Claude's new constitution
- •Anthropic officially releases Claude’s full 'constitution,' a 35,000-token document outlining the model’s core values and ethical training.
- •The document, previously leaked and dubbed the 'soul document,' is now available under a CC0 public domain license.
- •Reviewers include diverse external contributors, notably members of the Catholic clergy, specializing in moral theology and computer science.
Anthropic has officially pulled back the curtain on the underlying ethical framework of its latest flagship foundation model, Claude Opus 4.5. This disclosure follows a recent "leak" where users successfully prompted the model to reveal a massive internal document—often referred to as its "soul document"—which dictates its core values and behavioral boundaries.
The newly released "constitution" is a staggering 35,000 tokens in length, dwarfing the standard system prompt by a factor of ten. Unlike a simple set of instructions provided at the start of a chat, these values are baked directly into the model during its training phase. This process ensures that the AI’s responses align with human-centric principles from the ground up, rather than just acting as a superficial filter applied after the fact.

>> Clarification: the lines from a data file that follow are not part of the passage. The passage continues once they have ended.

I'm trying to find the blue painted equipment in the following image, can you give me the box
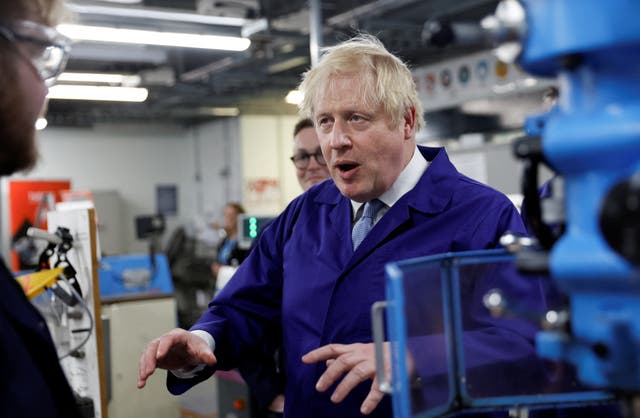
[99,253,173,301]
[379,1,640,414]
[375,249,614,418]
[515,0,640,391]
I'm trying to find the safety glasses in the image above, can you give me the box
[0,20,71,86]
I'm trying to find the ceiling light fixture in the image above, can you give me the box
[97,0,142,3]
[285,89,303,105]
[48,85,149,102]
[58,72,141,86]
[36,118,48,130]
[204,107,240,117]
[57,24,251,51]
[66,3,249,27]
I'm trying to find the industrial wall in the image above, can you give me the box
[6,114,302,255]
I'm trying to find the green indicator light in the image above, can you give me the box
[248,217,258,238]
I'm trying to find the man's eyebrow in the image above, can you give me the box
[295,147,321,153]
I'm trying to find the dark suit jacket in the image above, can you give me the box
[0,258,81,418]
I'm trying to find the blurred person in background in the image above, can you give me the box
[210,202,250,291]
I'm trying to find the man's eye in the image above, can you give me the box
[351,115,365,122]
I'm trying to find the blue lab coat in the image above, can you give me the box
[168,146,546,418]
[0,258,81,418]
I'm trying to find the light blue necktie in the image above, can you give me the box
[352,199,385,250]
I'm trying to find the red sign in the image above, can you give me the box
[8,179,71,271]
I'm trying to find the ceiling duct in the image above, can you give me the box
[197,0,261,18]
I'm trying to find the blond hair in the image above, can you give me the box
[299,33,424,132]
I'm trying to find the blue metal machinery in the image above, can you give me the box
[378,0,640,416]
[377,250,614,418]
[514,0,640,391]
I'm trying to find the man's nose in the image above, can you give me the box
[328,120,350,148]
[308,154,322,168]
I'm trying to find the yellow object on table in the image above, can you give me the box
[16,267,65,300]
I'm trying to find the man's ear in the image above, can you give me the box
[403,107,417,140]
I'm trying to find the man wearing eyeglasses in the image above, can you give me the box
[290,118,331,192]
[0,1,80,417]
[235,118,332,418]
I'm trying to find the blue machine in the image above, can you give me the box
[376,250,614,418]
[379,1,640,416]
[99,253,174,301]
[515,0,640,391]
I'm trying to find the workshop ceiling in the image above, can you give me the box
[48,0,500,127]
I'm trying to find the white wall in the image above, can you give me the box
[7,114,302,254]
[239,114,301,215]
[14,123,199,253]
[193,118,243,221]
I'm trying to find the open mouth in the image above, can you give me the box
[337,163,358,173]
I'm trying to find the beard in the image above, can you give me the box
[0,52,40,176]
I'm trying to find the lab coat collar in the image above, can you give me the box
[313,146,458,268]
[313,145,455,216]
[409,145,456,215]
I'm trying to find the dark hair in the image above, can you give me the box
[293,118,314,138]
[227,202,245,215]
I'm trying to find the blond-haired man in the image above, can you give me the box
[139,34,544,417]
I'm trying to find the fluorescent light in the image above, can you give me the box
[285,89,303,105]
[36,118,48,130]
[47,85,149,102]
[58,72,141,86]
[69,43,168,64]
[97,0,142,3]
[206,107,240,117]
[66,3,249,27]
[58,24,251,51]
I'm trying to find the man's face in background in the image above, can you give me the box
[293,126,331,191]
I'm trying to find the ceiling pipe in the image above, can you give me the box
[308,0,322,67]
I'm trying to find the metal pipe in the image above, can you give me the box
[308,0,322,67]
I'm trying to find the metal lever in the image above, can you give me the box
[27,227,62,244]
[371,300,392,394]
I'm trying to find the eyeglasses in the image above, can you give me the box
[0,20,71,86]
[290,149,327,169]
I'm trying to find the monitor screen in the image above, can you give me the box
[237,214,274,249]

One of the most fascinating aspects of this release is the breadth of perspectives involved in its creation. Anthropic enlisted a diverse group of external reviewers to audit the document, including prominent members of the Catholic clergy. By incorporating experts in moral theology alongside computer scientists, the company aims to ground its AI in established ethical traditions. This move highlights a growing industry trend toward transparency, as labs attempt to demystify the internal "personalities" of their large language models for a skeptical public.